Begünstigtes Unternehmensvermögen iSv. § 13b ErbStG bis zu einem Betrag von € 26 Mio. ist im Grundsatz zu 85 % von der Erbschaft- und Schenkungsteuer befreit (§ 13a Abs. 1 ErbStG). Auf Antrag ist das begünstigte Vermögen vollständig steuerfrei, sofern die Voraussetzungen des § 13a Abs. 10 ErbStG vorliegen (sog. Optionsverschonung).
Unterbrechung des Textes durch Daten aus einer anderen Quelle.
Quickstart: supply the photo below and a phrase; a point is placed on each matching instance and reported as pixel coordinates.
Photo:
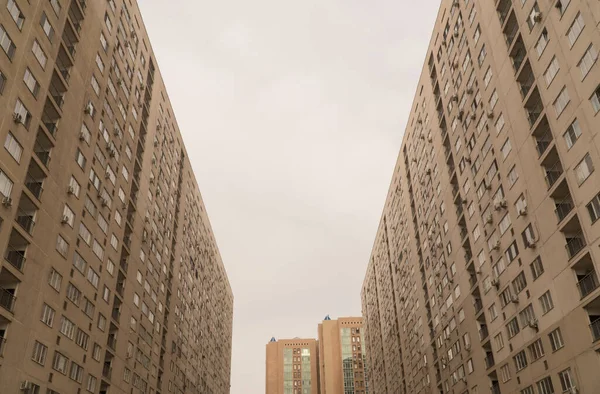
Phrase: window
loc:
(561, 101)
(551, 71)
(15, 13)
(536, 350)
(91, 384)
(60, 363)
(101, 322)
(499, 341)
(512, 176)
(584, 169)
(55, 280)
(5, 185)
(67, 327)
(546, 302)
(488, 77)
(31, 83)
(13, 147)
(537, 268)
(85, 234)
(76, 372)
(520, 360)
(80, 159)
(481, 57)
(82, 339)
(513, 328)
(6, 43)
(595, 99)
(93, 277)
(47, 315)
(575, 29)
(545, 386)
(587, 60)
(68, 216)
(39, 353)
(505, 224)
(22, 114)
(519, 283)
(96, 352)
(572, 134)
(505, 373)
(73, 294)
(542, 42)
(46, 26)
(39, 54)
(556, 341)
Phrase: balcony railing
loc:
(15, 257)
(26, 221)
(7, 300)
(595, 328)
(574, 245)
(587, 284)
(563, 208)
(553, 173)
(483, 333)
(489, 361)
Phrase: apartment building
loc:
(342, 365)
(483, 275)
(111, 280)
(292, 366)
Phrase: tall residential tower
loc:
(483, 275)
(111, 279)
(342, 365)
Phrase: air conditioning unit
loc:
(26, 385)
(496, 282)
(533, 323)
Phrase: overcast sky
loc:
(292, 113)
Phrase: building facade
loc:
(342, 363)
(111, 279)
(483, 275)
(292, 366)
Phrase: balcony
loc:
(543, 136)
(575, 243)
(534, 107)
(7, 299)
(526, 79)
(587, 283)
(15, 256)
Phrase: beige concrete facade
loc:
(292, 366)
(342, 367)
(111, 280)
(483, 274)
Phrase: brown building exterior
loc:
(342, 365)
(111, 280)
(292, 366)
(483, 275)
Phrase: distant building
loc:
(292, 366)
(342, 367)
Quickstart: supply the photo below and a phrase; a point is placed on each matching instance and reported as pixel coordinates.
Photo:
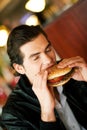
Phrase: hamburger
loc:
(59, 76)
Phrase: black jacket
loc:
(22, 110)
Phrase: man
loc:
(33, 105)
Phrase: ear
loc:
(19, 68)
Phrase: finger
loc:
(70, 62)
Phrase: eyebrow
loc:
(32, 55)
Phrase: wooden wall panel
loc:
(68, 33)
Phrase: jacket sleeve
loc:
(10, 122)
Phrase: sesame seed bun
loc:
(59, 76)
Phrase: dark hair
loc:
(19, 36)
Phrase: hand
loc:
(80, 65)
(45, 96)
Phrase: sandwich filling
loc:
(61, 78)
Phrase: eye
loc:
(36, 57)
(49, 49)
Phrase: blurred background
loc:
(30, 12)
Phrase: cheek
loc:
(31, 71)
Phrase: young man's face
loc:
(38, 55)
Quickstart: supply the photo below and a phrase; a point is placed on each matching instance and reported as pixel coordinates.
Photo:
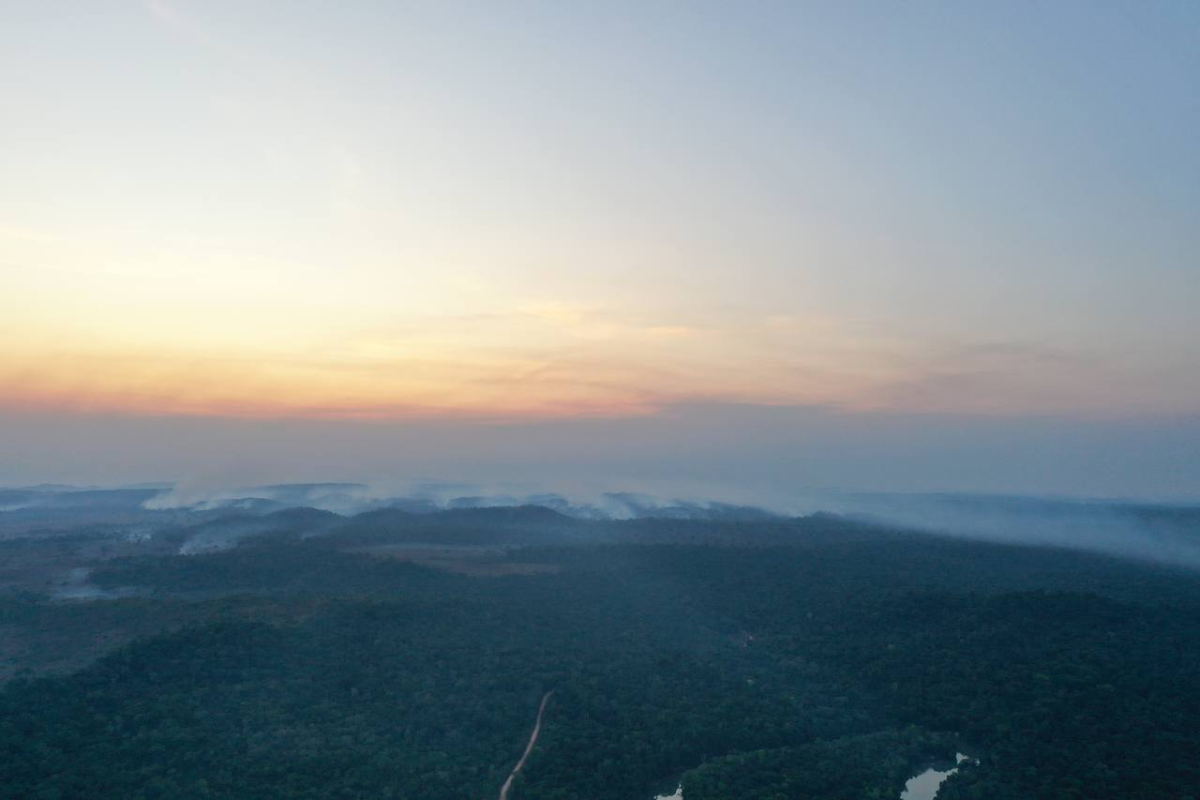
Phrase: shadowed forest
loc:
(405, 655)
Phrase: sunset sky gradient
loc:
(532, 214)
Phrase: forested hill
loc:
(405, 655)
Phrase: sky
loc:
(892, 246)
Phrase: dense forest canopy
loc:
(400, 654)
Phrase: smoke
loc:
(1144, 530)
(1139, 529)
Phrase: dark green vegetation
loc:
(790, 659)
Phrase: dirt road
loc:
(533, 738)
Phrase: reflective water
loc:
(925, 785)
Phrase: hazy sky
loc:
(886, 233)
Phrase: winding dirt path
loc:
(533, 738)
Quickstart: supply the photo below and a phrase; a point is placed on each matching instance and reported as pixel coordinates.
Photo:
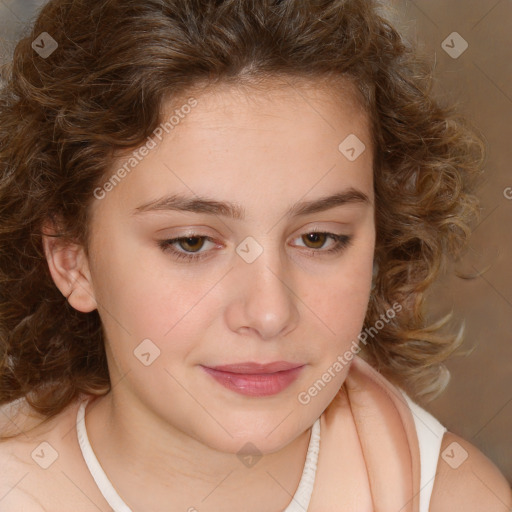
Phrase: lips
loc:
(250, 368)
(256, 379)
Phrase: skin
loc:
(168, 433)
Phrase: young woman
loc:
(218, 223)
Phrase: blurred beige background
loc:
(477, 404)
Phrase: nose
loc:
(263, 302)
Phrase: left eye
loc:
(191, 245)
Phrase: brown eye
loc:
(191, 244)
(316, 239)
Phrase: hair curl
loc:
(63, 117)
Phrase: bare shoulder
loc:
(40, 467)
(468, 481)
(17, 468)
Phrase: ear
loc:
(69, 268)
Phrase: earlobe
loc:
(69, 269)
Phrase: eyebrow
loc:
(235, 211)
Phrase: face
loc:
(184, 285)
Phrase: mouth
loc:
(255, 379)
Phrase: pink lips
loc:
(254, 379)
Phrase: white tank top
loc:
(430, 434)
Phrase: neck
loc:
(152, 463)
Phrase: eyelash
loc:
(341, 242)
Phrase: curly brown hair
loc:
(64, 117)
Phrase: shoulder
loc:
(466, 480)
(34, 463)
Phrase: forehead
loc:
(247, 142)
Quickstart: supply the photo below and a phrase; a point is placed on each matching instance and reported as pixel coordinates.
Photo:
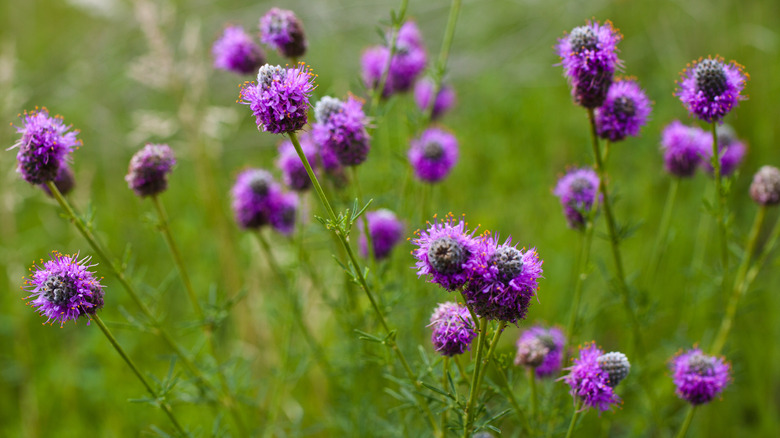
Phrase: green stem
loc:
(159, 400)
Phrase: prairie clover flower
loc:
(765, 189)
(699, 378)
(446, 253)
(594, 375)
(453, 329)
(341, 129)
(433, 154)
(589, 59)
(280, 99)
(149, 169)
(624, 111)
(683, 147)
(542, 349)
(45, 146)
(62, 288)
(710, 88)
(235, 51)
(281, 29)
(386, 231)
(505, 280)
(577, 191)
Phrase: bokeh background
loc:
(130, 72)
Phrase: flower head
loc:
(280, 99)
(624, 111)
(62, 288)
(433, 154)
(453, 329)
(235, 51)
(683, 147)
(282, 30)
(446, 251)
(710, 88)
(699, 378)
(341, 129)
(577, 191)
(386, 231)
(149, 169)
(589, 59)
(542, 349)
(45, 146)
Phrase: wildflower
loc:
(577, 191)
(433, 154)
(149, 169)
(63, 289)
(386, 231)
(542, 349)
(280, 99)
(624, 111)
(235, 51)
(44, 147)
(710, 88)
(281, 29)
(699, 377)
(453, 329)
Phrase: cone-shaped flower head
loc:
(453, 329)
(710, 88)
(542, 349)
(446, 252)
(62, 288)
(589, 382)
(577, 191)
(149, 169)
(624, 111)
(386, 231)
(699, 378)
(281, 29)
(589, 59)
(45, 146)
(684, 147)
(236, 51)
(505, 280)
(341, 129)
(280, 99)
(765, 189)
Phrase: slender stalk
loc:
(159, 400)
(739, 283)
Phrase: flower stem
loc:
(159, 400)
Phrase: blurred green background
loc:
(126, 73)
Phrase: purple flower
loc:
(593, 384)
(577, 191)
(699, 377)
(280, 99)
(624, 111)
(589, 59)
(683, 148)
(710, 88)
(386, 231)
(235, 51)
(433, 154)
(446, 252)
(453, 329)
(504, 281)
(62, 288)
(341, 129)
(542, 349)
(445, 98)
(44, 147)
(281, 29)
(149, 169)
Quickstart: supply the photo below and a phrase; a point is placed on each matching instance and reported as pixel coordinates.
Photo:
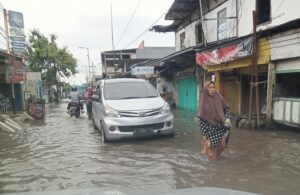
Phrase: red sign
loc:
(14, 72)
(226, 53)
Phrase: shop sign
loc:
(15, 19)
(17, 39)
(14, 72)
(225, 53)
(142, 70)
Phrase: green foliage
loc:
(45, 56)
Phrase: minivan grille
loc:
(139, 113)
(154, 126)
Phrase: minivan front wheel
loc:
(103, 137)
(94, 125)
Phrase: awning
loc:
(181, 58)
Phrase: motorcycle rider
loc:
(75, 97)
(88, 100)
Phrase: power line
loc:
(128, 22)
(146, 29)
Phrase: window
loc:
(129, 90)
(222, 24)
(199, 33)
(263, 11)
(182, 40)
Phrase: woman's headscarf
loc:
(211, 108)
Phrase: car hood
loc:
(106, 191)
(135, 104)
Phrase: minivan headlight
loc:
(165, 109)
(110, 112)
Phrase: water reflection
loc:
(64, 152)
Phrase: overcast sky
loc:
(87, 23)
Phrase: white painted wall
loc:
(190, 36)
(285, 45)
(282, 11)
(211, 26)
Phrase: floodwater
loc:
(66, 153)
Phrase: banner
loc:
(225, 53)
(14, 72)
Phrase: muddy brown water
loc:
(66, 153)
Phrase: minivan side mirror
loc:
(95, 98)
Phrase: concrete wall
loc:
(211, 26)
(154, 52)
(285, 45)
(190, 36)
(281, 12)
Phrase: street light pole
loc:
(88, 55)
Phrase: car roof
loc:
(123, 80)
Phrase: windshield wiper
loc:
(130, 98)
(151, 96)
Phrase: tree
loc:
(45, 56)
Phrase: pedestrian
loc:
(214, 119)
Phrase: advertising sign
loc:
(17, 39)
(16, 32)
(15, 19)
(142, 70)
(3, 44)
(222, 25)
(14, 72)
(226, 53)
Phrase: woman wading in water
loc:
(214, 119)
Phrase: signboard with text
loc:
(3, 44)
(16, 32)
(142, 70)
(225, 53)
(14, 72)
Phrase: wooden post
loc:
(269, 101)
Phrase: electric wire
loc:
(146, 29)
(133, 14)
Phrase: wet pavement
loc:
(66, 153)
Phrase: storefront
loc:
(231, 64)
(285, 56)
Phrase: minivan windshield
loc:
(129, 90)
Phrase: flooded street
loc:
(66, 153)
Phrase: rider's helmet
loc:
(74, 88)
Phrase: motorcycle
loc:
(74, 109)
(89, 109)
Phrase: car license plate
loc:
(142, 131)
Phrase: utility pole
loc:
(254, 76)
(8, 51)
(112, 38)
(88, 55)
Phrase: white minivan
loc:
(130, 108)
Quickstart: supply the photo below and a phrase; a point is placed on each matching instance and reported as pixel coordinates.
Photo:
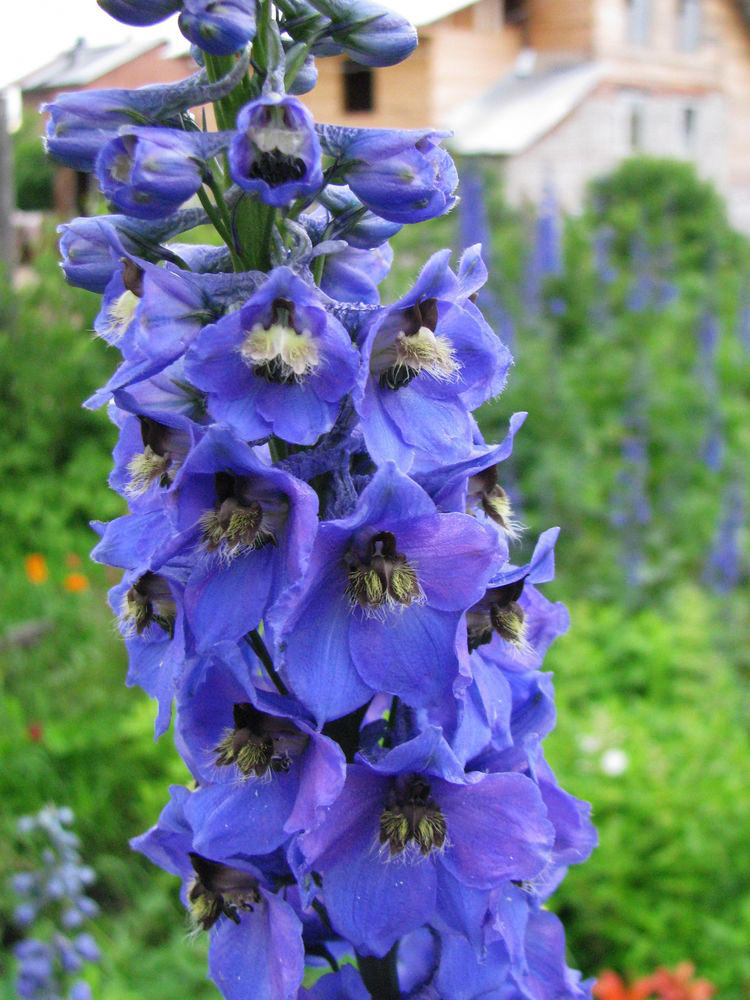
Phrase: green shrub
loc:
(34, 173)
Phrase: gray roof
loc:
(520, 108)
(84, 64)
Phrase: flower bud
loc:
(368, 33)
(150, 172)
(219, 27)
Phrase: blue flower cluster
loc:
(49, 968)
(316, 555)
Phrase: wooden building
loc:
(560, 91)
(564, 90)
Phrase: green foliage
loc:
(33, 172)
(666, 201)
(670, 880)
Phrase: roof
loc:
(421, 12)
(84, 64)
(519, 109)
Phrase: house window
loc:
(359, 87)
(514, 11)
(639, 21)
(688, 25)
(689, 125)
(635, 128)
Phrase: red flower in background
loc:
(35, 732)
(36, 568)
(662, 985)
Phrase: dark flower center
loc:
(276, 168)
(277, 144)
(237, 523)
(486, 492)
(383, 577)
(280, 352)
(260, 743)
(412, 816)
(415, 349)
(498, 613)
(156, 463)
(218, 890)
(149, 602)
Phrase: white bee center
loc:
(298, 352)
(120, 314)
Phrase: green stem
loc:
(259, 648)
(379, 975)
(214, 215)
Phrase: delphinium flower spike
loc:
(53, 894)
(317, 553)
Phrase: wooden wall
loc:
(562, 26)
(402, 95)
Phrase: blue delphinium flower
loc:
(318, 576)
(545, 258)
(149, 172)
(82, 121)
(381, 606)
(219, 27)
(279, 365)
(403, 176)
(723, 569)
(275, 153)
(366, 32)
(256, 942)
(428, 360)
(54, 893)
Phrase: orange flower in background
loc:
(35, 732)
(76, 583)
(36, 568)
(609, 986)
(680, 985)
(662, 985)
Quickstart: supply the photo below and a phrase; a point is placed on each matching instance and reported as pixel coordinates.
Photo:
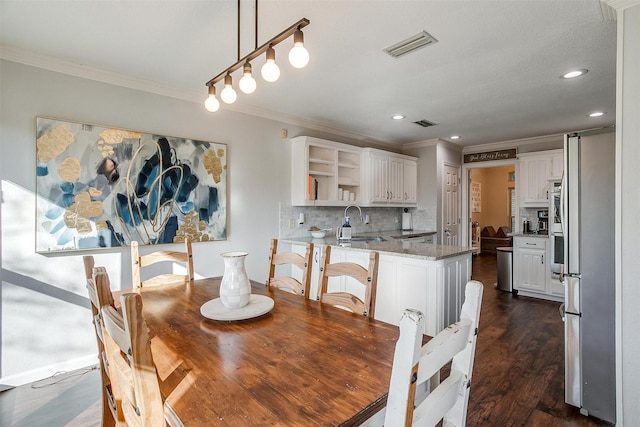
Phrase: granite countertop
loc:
(392, 245)
(541, 236)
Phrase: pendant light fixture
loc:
(270, 70)
(298, 57)
(211, 103)
(228, 94)
(247, 83)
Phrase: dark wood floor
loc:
(518, 374)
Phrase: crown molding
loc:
(50, 63)
(77, 70)
(515, 143)
(421, 144)
(621, 4)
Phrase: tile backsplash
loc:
(380, 219)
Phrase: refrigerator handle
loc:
(562, 195)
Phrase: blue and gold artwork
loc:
(101, 187)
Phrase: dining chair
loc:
(99, 290)
(133, 367)
(289, 283)
(368, 277)
(415, 364)
(138, 262)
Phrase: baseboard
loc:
(46, 371)
(540, 296)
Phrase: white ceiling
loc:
(492, 76)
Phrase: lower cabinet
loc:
(531, 271)
(436, 288)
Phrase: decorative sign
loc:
(101, 187)
(490, 155)
(476, 197)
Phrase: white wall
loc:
(45, 318)
(627, 213)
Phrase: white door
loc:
(451, 206)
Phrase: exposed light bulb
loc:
(270, 71)
(247, 83)
(228, 94)
(211, 103)
(298, 55)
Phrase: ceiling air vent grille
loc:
(425, 123)
(411, 44)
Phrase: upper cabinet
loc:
(324, 173)
(389, 179)
(536, 172)
(327, 173)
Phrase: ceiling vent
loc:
(411, 44)
(425, 123)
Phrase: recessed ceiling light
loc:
(574, 73)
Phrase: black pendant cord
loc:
(256, 30)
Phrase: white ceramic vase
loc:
(235, 288)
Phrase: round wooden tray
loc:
(258, 305)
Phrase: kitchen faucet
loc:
(352, 206)
(344, 233)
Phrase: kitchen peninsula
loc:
(423, 276)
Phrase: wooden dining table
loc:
(303, 363)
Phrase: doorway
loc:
(489, 198)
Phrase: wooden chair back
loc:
(414, 364)
(99, 289)
(288, 283)
(132, 363)
(368, 277)
(138, 262)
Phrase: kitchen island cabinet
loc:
(426, 277)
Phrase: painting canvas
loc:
(103, 187)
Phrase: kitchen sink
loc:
(368, 239)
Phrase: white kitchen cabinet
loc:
(330, 166)
(531, 272)
(536, 172)
(557, 166)
(435, 287)
(410, 181)
(532, 179)
(389, 179)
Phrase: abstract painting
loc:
(102, 187)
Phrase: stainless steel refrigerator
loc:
(588, 193)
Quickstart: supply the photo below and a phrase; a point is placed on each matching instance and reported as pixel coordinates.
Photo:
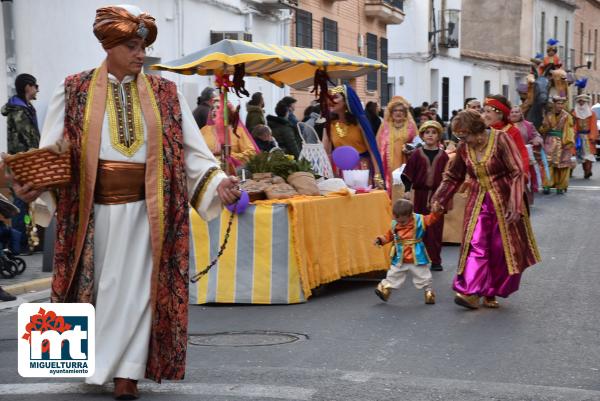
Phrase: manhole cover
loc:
(245, 338)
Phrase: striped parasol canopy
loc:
(281, 65)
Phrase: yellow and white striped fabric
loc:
(281, 65)
(258, 265)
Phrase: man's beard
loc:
(583, 111)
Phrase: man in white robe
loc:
(124, 125)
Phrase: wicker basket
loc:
(42, 168)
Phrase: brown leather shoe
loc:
(126, 389)
(467, 301)
(383, 292)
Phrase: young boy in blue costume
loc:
(408, 251)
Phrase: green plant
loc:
(304, 165)
(281, 164)
(259, 163)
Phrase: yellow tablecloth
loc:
(329, 238)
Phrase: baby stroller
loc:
(10, 264)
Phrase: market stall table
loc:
(279, 250)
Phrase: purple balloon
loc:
(241, 205)
(345, 157)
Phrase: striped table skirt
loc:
(258, 265)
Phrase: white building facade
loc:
(52, 39)
(496, 41)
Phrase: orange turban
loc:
(114, 25)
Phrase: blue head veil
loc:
(355, 107)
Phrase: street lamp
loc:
(588, 57)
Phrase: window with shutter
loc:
(330, 35)
(303, 28)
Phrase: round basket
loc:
(41, 167)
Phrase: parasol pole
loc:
(226, 148)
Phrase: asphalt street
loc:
(542, 344)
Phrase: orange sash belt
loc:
(119, 182)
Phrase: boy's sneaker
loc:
(383, 292)
(5, 296)
(436, 267)
(429, 297)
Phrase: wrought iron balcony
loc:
(388, 11)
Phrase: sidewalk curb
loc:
(29, 286)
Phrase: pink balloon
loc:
(241, 205)
(345, 157)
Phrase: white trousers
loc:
(123, 269)
(397, 274)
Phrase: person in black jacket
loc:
(283, 131)
(205, 102)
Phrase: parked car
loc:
(596, 110)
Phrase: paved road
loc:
(542, 344)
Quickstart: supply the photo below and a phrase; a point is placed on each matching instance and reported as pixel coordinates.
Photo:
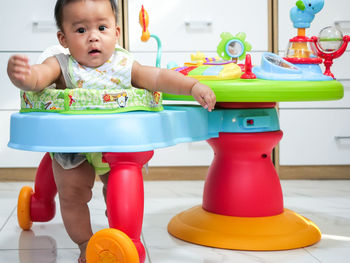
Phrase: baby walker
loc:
(242, 200)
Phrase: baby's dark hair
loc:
(61, 3)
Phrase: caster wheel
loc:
(111, 246)
(23, 208)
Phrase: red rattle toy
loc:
(329, 45)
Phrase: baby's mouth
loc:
(94, 51)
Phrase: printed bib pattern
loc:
(105, 89)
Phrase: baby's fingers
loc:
(18, 66)
(210, 101)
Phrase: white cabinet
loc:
(27, 25)
(27, 28)
(316, 133)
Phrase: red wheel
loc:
(23, 208)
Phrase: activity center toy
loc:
(242, 200)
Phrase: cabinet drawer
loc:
(9, 100)
(29, 25)
(10, 157)
(192, 25)
(315, 137)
Voraussetzung für die Gewährung der Steuerbefreiung ist, dass das begünstigungsfähige Vermögen nach § 13b Abs. 1 ErbStG nicht zu mehr als 20 Prozent aus Verwaltungsvermögen besteht (§ 13a Abs. 10 Satz 2 ErbStG).

Stellt der Steuerpflichtige einen Antrag auf Optionsverschonung, gewährt die Finanzverwaltung bislang die Regelverschonung, sofern die Voraussetzungen für die 100-prozentige Steuerbefreiung nicht vorliegen (vgl. R E 13a.21 Abs. 4 ErbStR 2019). 

Der BFH vertritt zur Rechtslage vor dem 1.7.2016 nun eine abweichende Rechtsauffassung (BFH vom 26.7.2022 II R 25/20). Hat der Steuerpflichtige den Antrag auf Optionsverschonung gestellt, obwohl die erforderliche Verwaltungsvermögensquote nicht vorliegt, soll er danach die Regelverschonung nicht in Anspruch nehmen können. Das Vermögen ist dann voll steuerpflichtig.

Die Entscheidung des BFH überzeugt mE nicht. Sie geht am Sinn und Zweck des Gesetzes, Unternehmer im Rahmen der Unternehmensnachfolge nicht mit Steuern zu belasten, vorbei. Zu hoffen ist daher, dass die Finanzverwaltung diese Entscheidung nicht anwendet oder zumindest Vertrauensschutz gewährt.

Auf die derzeitige Rechtslage ist diese Rechtsprechung hinsichtlich der Verwaltungsvermögensquote mE nicht übertragbar. Der Gesetzeswortlaut weicht ab. In § 13a Abs. 8 ErbStG a.F. hieß es, dass bei einer Antragstellung die Vollverschonung „nach folgender Maßgabe gewährt wird:… in § 13b Abs. 2 Satz 1 tritt an die Stelle des Prozentsatzes für das Verwaltungsvermögen von 50 Prozent ein Prozentsatz von 10 Prozent;“. § 13a Abs. 10 ErbStG n.F. regelt in Satz 1 nach welcher Maßgabe bei einer Antragstellung die Vollverschonung gewährt wird. In Satz 2 heißt es dann: „Voraussetzung für die Gewährung der Steuerbefreiung nach Satz 1 ist, dass das begünstigungsfähige Vermögen nach § 13b Abs. 1 nicht zu mehr als 20 Prozent aus Verwaltungsvermögen … besteht.“ ME spricht das dafür, dass in diesen Fällen der Antrag auf Optionsverschonung gar nicht gestellt werden kann. Stellt der Steuerpflichtige ihn trotzdem, geht er – entsprechend der oben dargelegten Verwaltungsauffassung – ins Leere. Der Steuerpflichtige kann dann mE (nur) die Regelverschonung in Anspruch nehmen. 
 
Bis zu einer Klärung dieser Rechtsfrage sollten Anträge auf Optionsverschonung nur/erst dann gestellt werden, wenn der Steuerpflichtige sicher ist, dass er die Voraussetzungen des § 13a Abs. 10 ErbStG erfüllt. Ist er sich nicht sicher, sollte der Antrag zunächst nicht gestellt und die Prüfung durch das Finanzamt abgewartet werden. Der Antrag kann bis zum Eintritt der materiellen Bestandskraft nachgeholt werden (R E 13a.21 Abs. 2 Satz 2 ErbStR 2019).